Starting in the early 1960s, tape recorders connected to phone lines around the country played political messages to anyone willing to spare a couple of minutes and the cost of a local call. Word of such services spread quickly by word of mouth and through printed advertisements, and the worst of the messages quickly earned the nickname “dial-a-hate,” a takeoff on more innocuous phone services such as “dial-a-prayer.”
Now largely forgotten, such phone services were deployed for years by extremist groups, like a Connecticut branch of the National Socialist White People’s Party, which used them to call for “a total geographical separation of the races,” and a Texas arm of the Ku Klux Klan, which in 1977 sought “the extermination of gays and the ambush killing of liberal court judges,” according to contemporary newspaper reports. A Philadelphia neo-Nazi group claimed its white supremacist messages received 3,800 calls per week, said one 1973 wire story.
While AT&T and its affiliates instituted a policy in the mid-1960s requiring operators of recorded messages to identify themselves, phone companies and regulators said that generally there was little that could be done to silence the recordings under existing laws.
“It is neither proper nor fair that a private corporation be charged with the sole responsibility for policing their facilities when, through technological advances, those facilities have been transformed into a new method of mass communications akin to radio broadcasting,” Senator Gale McGee, a Wyoming Democrat, said in a 1965 hearing on the messages. “We must set the public policy.”
Decades later, Facebook CEO Mark Zuckerberg would express similar views about his company being in charge of policing hate speech on its platform.
“What I would really like to do is find a way to get our policies set in a way that reflects the values of the community, so I am not the one making those decisions,” Zuckerberg told Recode in a recent interview. “I feel fundamentally uncomfortable sitting here in California in an office making content policy decisions for people around the world.”

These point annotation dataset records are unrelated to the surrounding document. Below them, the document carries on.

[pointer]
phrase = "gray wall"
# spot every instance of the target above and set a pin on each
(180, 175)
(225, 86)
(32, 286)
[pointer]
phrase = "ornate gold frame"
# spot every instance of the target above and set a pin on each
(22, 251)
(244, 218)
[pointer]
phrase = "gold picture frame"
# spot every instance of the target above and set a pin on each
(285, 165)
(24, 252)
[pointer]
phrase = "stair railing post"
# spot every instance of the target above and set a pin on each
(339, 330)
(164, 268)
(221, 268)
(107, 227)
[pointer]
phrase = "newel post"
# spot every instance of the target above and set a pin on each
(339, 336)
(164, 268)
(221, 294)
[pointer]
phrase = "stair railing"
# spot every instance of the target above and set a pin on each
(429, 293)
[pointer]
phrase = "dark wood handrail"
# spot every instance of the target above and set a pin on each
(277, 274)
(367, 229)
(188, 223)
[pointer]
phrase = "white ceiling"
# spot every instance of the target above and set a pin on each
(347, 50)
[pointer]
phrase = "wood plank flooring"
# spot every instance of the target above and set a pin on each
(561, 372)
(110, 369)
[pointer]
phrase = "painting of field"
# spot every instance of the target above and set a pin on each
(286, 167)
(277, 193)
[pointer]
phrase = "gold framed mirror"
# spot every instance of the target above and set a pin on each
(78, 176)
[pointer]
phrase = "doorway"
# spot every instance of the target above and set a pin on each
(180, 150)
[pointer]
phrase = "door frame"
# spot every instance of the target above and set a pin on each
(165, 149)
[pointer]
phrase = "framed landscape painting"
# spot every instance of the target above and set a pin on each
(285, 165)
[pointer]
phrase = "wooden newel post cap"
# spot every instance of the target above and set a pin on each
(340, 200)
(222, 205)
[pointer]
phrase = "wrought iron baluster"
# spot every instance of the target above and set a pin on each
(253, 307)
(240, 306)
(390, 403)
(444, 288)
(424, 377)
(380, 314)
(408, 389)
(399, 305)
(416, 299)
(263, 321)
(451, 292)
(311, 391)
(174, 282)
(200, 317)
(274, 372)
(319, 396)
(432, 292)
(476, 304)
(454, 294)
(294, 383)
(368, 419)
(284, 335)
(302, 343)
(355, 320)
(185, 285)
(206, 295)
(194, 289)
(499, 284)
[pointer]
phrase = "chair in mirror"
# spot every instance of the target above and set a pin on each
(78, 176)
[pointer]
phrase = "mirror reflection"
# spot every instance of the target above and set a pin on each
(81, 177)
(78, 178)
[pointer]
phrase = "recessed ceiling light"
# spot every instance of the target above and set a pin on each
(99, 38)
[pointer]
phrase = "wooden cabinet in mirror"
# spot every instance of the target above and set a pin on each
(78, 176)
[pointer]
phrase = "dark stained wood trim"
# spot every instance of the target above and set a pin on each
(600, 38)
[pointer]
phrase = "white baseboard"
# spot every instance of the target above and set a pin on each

Among the first to see the power of voice recordings for spreading conservative messages was William Campbell Douglass II, a Sarasota, Florida, physician and activist. Douglass, who died in 2015, would later gain attention as the author of contrarian medical books with titles like Eat Your Cholesterol, The Health Benefits of Tobacco, and The Milk of Human Kindness Is Not Pasteurized. But during the 1960s, Douglass was best known as the creator of Let Freedom Ring, a nationwide network of conservative phone lines denouncing purported enemies of freedom around the country.
Dozens of affiliates around the country paid Douglass $24 per year (about $186 in today’s money) for scripts that they would read into their own tape equipment, making Douglass’s material available to local listeners, so they could avoid paying then hefty long-distance charges.
Among the local hosts of Let Freedom Ring in 1967 was Lester Maddox, the segregationist businessman who would go on to become governor of Georgia. Others were less well-known nationally: A 1967 article in The Sheboygan Press on the Let Freedom Ring line in that city mentioned the local line was maintained by a 20-year-old conservative and the 54-year-old pastor of a local church. (When contacted by Fast Company, Douglass’s son, William Campbell Douglass III, said he’s not aware of any surviving recordings of the messages.)
Let Freedom Ring was unafraid to condemn influential organizations or presidents from Dwight D. Eisenhower to Lyndon B. Johnson. One of the services’s messages slammed the American Legion for carrying ads from a cigarette company alleged to source tobacco from behind the Iron Curtain. In another missive, Douglass warned of “compulsory gun registration and then eventual seizure of all registered weapons,” as part of a plan by traitors in the Johnson administration to place “America under the heel of a U.N. military junta,” according to a 1966 profile in the Palm Beach Post.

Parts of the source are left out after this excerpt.